A group of truckers who were overcharged for their vehicles will ask for at least £100m in compensation in the latest case to attract the attention of litigation funders.
The claim will be brought by law firm Collyer Bristow alongside global funder Vannin Captial. A website for potential claimants has been set-up.
The claim stems from a fine handed down by the European Commission last year after truck manufacturers MAN, Volvo/Renault, Daimler/Mercedes, Iveco and DAF had been found to have operated a 14-year cartel stretching back to 1997.
The companies, apart from MAN which revealed the existence of the cartel, were collectively fined €2.93bn. Last month, the commission found that Scania had also participated in the cartel and fined it €880m.

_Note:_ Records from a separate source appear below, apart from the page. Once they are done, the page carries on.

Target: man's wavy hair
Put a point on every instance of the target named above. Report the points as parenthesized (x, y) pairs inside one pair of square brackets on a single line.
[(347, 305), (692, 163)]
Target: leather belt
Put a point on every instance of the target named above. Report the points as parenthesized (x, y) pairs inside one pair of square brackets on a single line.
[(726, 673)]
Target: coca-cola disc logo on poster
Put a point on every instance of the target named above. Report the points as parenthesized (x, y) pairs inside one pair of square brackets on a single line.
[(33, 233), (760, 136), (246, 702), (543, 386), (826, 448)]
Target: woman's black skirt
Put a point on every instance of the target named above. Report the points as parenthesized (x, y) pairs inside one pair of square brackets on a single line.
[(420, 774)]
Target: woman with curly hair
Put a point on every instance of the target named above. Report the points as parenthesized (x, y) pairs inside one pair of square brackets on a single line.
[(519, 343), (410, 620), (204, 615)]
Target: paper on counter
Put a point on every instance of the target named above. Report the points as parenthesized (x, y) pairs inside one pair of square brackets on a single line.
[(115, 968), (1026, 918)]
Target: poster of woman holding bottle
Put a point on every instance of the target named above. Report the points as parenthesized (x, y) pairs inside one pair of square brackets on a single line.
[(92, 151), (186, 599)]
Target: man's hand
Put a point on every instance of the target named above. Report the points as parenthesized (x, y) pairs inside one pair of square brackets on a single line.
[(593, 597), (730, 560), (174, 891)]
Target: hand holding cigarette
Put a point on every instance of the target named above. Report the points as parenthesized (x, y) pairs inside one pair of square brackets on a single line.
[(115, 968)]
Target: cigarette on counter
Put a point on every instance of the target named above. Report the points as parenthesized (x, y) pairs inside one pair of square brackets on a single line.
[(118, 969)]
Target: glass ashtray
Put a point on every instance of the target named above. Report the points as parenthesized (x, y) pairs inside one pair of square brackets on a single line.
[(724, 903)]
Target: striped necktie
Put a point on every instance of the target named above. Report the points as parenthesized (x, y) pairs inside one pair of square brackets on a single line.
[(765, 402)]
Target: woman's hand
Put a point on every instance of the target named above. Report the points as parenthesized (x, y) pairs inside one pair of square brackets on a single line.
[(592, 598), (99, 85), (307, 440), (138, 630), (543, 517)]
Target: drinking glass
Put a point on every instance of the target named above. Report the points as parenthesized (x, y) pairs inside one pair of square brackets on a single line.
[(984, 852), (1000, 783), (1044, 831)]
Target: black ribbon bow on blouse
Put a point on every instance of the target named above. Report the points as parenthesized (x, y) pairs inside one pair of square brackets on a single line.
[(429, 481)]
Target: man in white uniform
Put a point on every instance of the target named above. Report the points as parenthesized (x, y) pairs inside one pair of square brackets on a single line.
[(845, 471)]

According to Collyer Bristow, companies which own fleets of vehicles could be entitled to compensation worth around £7,800 per truck, as will other companies which do not own trucks but outsource their transportation needs to third parties. Any business in the European Economic Area that suffered financial loss from paying higher prices for trucks is entitled to claim compensation.
The Gazette has asked how much Vannin Capital has put forward to fund the case and how much it stands to make in the event of a victory, but it declined to comment.
Stephen Critchley, head of competition law at Collyer Bristow, said: ‘Firms that acquired new medium or heavy-duty trucks between 1997 and 2011 almost certainly have a case for compensation, whether they bought the trucks outright, on hire purchase or leased them directly from a manufacturer or from a supplier.
‘As well as fixing prices, the truck cartel conspired on the timing of new emissions technologies, so it is possible that fleet owners and users incurred extra running costs, too. The compensation claims could run to billions of pounds.’